Maybe you can add to this list. During a manic episode you may:

a. sometimes want to just sit and think, simply because thinking feels so good to you.

b. do three or four things at once, or at least try to, then make a mistake, forget important things, or have an accident.

c. not be able to stand waiting for people, waiting in lines, waiting for something to happen, waiting for anything.

d. not be a very good listener because you’re too restless and impatient with whoever is speaking.

e. set unnecessary deadlines for yourself and then rush around trying to meet them.

f. be bored almost to tears by repetitious jobs.

h. be very annoyed by others’ tiny mistakes, e.g. when someone calls Risperdal (aka. Risperidone) “Risperidal” or spells a word wrong.

2. Tempering It

What Stephen Bernhardt recommends works: when you are writing something, never send it out right away. Go back and look it over again in a few days, or at least a few hours. You may think you’re writing something absolutely perfect but, when you come back to it later, be horrified by something or other that you wrote in that first draft. You will be relieved that you waited before sending it out.

I think this applies to all of a bipolar’s life, not just what bipolars write. Before an important conversation, try to rehearse what you will say. Never make a major decision quickly.

OK, any intelligent person knows enough to “sleep on” a major decision. But bipolars need to sleep on major decisions for at least three nights. If the temptation to act right away gets too hard to resist, slow yourself down by writing down everything about the decision: costs, benefits, history, what others recommend, everything.
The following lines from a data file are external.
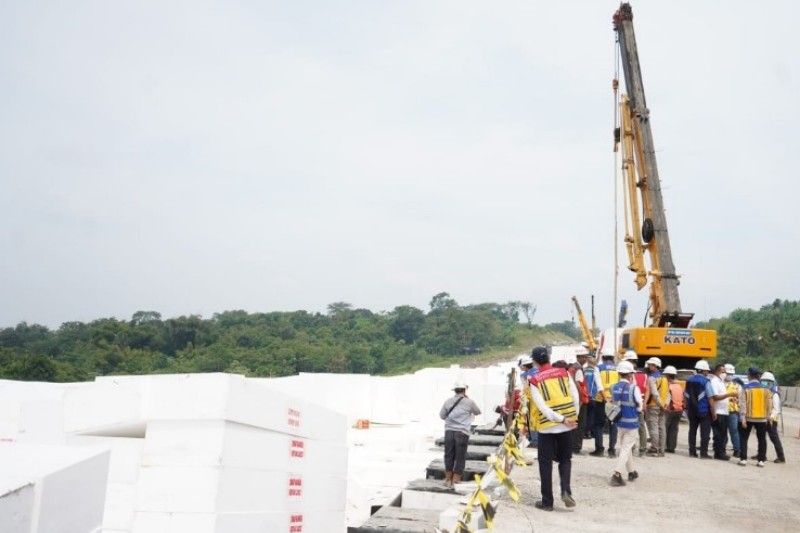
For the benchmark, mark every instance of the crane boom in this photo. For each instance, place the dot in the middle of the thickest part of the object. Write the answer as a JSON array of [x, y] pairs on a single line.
[[654, 225]]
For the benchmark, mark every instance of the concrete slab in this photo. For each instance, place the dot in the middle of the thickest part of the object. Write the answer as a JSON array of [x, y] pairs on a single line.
[[399, 520]]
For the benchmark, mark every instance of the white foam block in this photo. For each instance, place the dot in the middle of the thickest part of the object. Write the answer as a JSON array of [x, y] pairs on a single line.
[[230, 489], [126, 455], [69, 483], [16, 508], [222, 443]]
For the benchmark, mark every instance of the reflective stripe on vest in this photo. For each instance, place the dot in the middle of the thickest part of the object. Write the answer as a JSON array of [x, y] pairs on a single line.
[[623, 392], [733, 403], [556, 394], [662, 386], [757, 397]]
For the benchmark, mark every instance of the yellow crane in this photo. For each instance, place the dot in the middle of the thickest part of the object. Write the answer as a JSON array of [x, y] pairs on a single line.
[[668, 335]]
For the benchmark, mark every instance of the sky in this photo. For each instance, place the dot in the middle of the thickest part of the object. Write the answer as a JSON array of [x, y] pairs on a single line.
[[192, 157]]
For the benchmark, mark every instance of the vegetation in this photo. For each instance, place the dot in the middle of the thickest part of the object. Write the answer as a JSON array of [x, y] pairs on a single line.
[[768, 338], [275, 344]]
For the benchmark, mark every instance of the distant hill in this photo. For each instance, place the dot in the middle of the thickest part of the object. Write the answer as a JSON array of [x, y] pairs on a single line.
[[278, 343], [768, 338]]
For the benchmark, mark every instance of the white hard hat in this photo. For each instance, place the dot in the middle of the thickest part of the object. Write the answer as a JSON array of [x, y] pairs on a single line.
[[702, 364], [654, 361], [630, 355], [624, 367]]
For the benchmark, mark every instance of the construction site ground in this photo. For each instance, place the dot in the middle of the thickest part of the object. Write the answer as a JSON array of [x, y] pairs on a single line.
[[674, 493]]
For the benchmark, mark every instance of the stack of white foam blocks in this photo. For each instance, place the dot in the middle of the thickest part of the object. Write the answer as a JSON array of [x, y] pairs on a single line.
[[209, 453]]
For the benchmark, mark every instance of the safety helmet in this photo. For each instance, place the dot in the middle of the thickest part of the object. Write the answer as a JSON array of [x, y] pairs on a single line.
[[630, 355], [702, 364], [540, 355], [654, 361], [624, 367]]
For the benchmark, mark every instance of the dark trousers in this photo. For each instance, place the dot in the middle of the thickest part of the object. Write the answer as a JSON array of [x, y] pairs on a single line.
[[577, 433], [455, 451], [761, 437], [772, 431], [599, 423], [720, 435], [556, 446], [673, 422], [704, 423]]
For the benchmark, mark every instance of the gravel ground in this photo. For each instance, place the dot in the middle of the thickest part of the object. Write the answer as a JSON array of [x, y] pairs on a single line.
[[673, 494]]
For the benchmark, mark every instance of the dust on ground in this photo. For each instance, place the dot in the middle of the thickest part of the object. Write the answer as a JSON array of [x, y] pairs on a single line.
[[674, 493]]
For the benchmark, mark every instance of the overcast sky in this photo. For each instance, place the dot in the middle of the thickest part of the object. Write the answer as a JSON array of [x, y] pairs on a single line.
[[195, 157]]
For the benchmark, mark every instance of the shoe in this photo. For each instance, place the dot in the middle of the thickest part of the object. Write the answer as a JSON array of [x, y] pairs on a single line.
[[539, 504], [568, 500]]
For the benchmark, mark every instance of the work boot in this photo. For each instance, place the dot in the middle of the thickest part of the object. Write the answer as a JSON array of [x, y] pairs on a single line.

Also, be careful to BREATHE. It’s funny how nobody teaches kids how to breathe. We go through life thinking that you take a deep breath by using your diaphragm to distend (make larger) your lungs and chest.  Then we wonder why we get hiccups all the time.

Hiccups are caused by improper breathing (which is caused by stress which, in turn, is caused by life and/or bipolar disorder). To prevent or cure hiccups, take deep breaths, but not with your diaphragm. Use your abdominal muscles to distend your abdomen, NOT your diaphragm (which distends your chest). Concentrate on getting your abdominal muscles to pull your lungs downward as far as possible, making them large enough to hold lots of air. Make your breaths as deep as you can. If you do this, you will want to breathe in a more slow and relaxed way as well, and you will swallow less air.

But if your diaphragm wants to suck some air into your chest once in a while, that’s fine. It’s called sighing. If you breathe properly you will get fewer hiccups, and your singing will sound better too!

More suggestions? Email me at cassjmb@intercomm.com 

G.  When Mood Swings End

There is one sure way of knowing when your manic and depressive episodes are becoming shorter and further between: your other bipolar symptoms will increase for a while.  Psychologists call it “symptom substitution.”  Maybe you will start having more headaches, arthritic pain, or other physical problems. Maybe obsessive thoughts will pop into your mind more often. Maybe you will start having more trouble with annoying habits like nail biting or stuttering. Maybe you will have more panic attacks. Whatever symptom your unique mind chooses.

So, if this sort of thing happens to you, don’t think you are regressing. All that’s happening is that a really dangerous symptom (the mood swings) is being temporarily replaced by a less dangerous symptom. After a few months or years (I know that seems like a long time, but I have to tell you like it is!) of coping with these less dangerous symptoms, and, of course, regular medication, you will see these symptoms fade right away just as the mood swings did.

I want to quote Stephen Bernhardt one more time. “Do not concentrate on what causes your particular pain, and instead…try using the energy of mania toward a creative endeavor. “Don’t spend your life obsessing on your symptoms; focus on your creative goal, and let your symptom-management program be a sideline. Use thought stopping to get off obsessive, self-pitying and self-blaming thoughts and back onto your creative goal.

It’s a lot of work being bipolar, but I sincerely believe that bipolars can be very powerful, effective people.